Don't fall into this trap of frustration or of beating yourself up for not starting a savings plan earlier or for past mistakes you might have made. Everyone is in a different place in this financial journey. And each of us did not get the same start. Yes, it's better to start a savings plan when you are 20 than when you are 40. Yes, it's better to have never gotten yourself into debt in the first place. And yes you may have not made the smartest choices in your buying habits. But I'll bet that most of you are in the place you are in now because you were never taught how to save money. And the important thing is that you are changing because you now learned how to do it.
Many of you are only in your late 20s, or your 30s or 40s. And that is still young enough for a financial turnaround. So while there may be some backpedaling to savings while you pay off your debts, you are still in a good place. You are still young enough to have the lifestyle and financial freedom that you want. There is no reason to feel bad about your situation or to look at your past lifestyle and fret over it. It is done. Over. Kaput. You do the best you can today with whatever position you are in. We all have a starting point. And this is yours. And when you get to the point where you are out of debt and are living on less than you earn, and have savings put away, you will be that much more knowledgeable than those who never had to overcome any obstacles. You will have learned from your mistakes and become stronger in your commitment to saving. Then can take the financial lessons that you have now learned and pass them on to your children, so they can start out their financial journeys on the right foot.
In Real Life (IRL) - I can't say that I have made many large financial mistakes in my past. I have always lived on less than I earned. I never had credit card debt, and I have been saving for retirement since I was 22. But I have made mistakes. Absolutely no one is perfect when it comes to money. Much of money planning is guesswork - how long you will live, how many children you will have, whether the real estate will go up or whether it will go down. Sure I didn't get myself into credit card debt nor did I spend frivolously at a young age. But I was also given many things at a young age that some of you were not - a college education, a car, and lessons in saving money for a rainy day. And even with all of that I still made mistakes.

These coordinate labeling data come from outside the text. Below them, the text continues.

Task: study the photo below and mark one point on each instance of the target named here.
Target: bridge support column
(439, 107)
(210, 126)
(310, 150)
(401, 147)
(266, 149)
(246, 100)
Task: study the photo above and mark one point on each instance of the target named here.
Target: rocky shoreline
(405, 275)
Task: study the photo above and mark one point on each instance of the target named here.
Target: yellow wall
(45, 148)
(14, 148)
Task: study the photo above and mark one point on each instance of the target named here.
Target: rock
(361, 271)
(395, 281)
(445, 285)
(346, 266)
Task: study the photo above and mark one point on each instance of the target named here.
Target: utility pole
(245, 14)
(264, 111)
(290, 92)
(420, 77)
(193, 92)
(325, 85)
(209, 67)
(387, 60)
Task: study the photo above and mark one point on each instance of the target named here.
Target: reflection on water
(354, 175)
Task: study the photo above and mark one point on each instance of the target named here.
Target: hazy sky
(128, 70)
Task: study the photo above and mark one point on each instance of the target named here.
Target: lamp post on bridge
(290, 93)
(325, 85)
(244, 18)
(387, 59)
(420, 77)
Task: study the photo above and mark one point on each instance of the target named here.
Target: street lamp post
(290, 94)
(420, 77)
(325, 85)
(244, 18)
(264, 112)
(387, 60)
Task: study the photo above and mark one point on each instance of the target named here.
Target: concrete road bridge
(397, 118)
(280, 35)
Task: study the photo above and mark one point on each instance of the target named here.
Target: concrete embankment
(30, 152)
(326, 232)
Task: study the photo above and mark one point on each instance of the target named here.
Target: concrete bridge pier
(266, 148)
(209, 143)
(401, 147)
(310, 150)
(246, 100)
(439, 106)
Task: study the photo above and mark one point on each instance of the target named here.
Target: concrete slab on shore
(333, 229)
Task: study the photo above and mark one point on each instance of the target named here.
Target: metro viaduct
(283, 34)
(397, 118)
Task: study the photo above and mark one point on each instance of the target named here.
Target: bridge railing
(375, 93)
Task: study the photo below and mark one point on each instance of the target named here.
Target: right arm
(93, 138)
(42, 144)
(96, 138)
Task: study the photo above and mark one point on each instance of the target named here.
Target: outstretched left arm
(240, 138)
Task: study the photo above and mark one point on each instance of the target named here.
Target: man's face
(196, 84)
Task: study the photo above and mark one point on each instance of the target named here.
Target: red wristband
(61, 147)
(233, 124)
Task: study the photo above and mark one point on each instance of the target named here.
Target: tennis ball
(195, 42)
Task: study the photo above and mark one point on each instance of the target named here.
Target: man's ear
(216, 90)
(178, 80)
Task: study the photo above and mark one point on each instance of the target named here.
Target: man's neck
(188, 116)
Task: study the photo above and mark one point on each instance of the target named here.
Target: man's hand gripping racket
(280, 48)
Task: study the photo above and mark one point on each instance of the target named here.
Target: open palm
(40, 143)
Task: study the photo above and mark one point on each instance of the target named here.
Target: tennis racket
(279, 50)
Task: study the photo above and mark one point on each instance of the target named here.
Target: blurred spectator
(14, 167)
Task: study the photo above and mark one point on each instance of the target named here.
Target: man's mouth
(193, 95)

We bought a condominium in Florida 5 years ago when real estate was going up, up, and up. At the time we got a good deal in comparison to others around us. This year, our condo is worth at least 1/3 less than it was in 2003. I can beat myself up about it if I want to. But I did what I thought was the best at the time. And there is no use looking back. Instead I can take that mistake and learn from it. I won't be buying real estate again in a hyped up market, when everyone else is doing it.
I made another financial mistake, albeit smaller, this past summer. I booked us a train from Florida for our January vacation. At the time I booked our train ride, gas prices were over $4 per gallon. Therefore, taking the train was going to cost us very little more than driving. I was excited because usually driving is significantly cheaper than taking the train, and in order to save money we often drive. But this time we booked the train. And when January rolled around the gas prices had dropped to less than half of what they were in August. And when I did the cost comparison of driving in January versus taking the train, driving was less than half the price. Oops, there went $200.
Of course I can justify both of these mistakes. My mother-in-law got to go to Florida for 5 years that she wouldn't have otherwise been able to do. And my kids enjoyed the train much more than the car. But from a purely financial point of view, both of these events cost us money we could have used. And I'm sure I can go on with other mistakes I've made - I've bought stocks I didn't know much about, sold stocks at the wrong time, and didn't save up for a replacement car when we needed one.
But no one will do everything perfectly with regards to money especially if they never learned how. And there is no sense in looking back at things we coulda, shoulda, woulda done. Finally, there is absolutely no benefit to beating ourselves up over our past. We know what we know now with regards to finances and saving money, and we move forward from there. That's all we can do.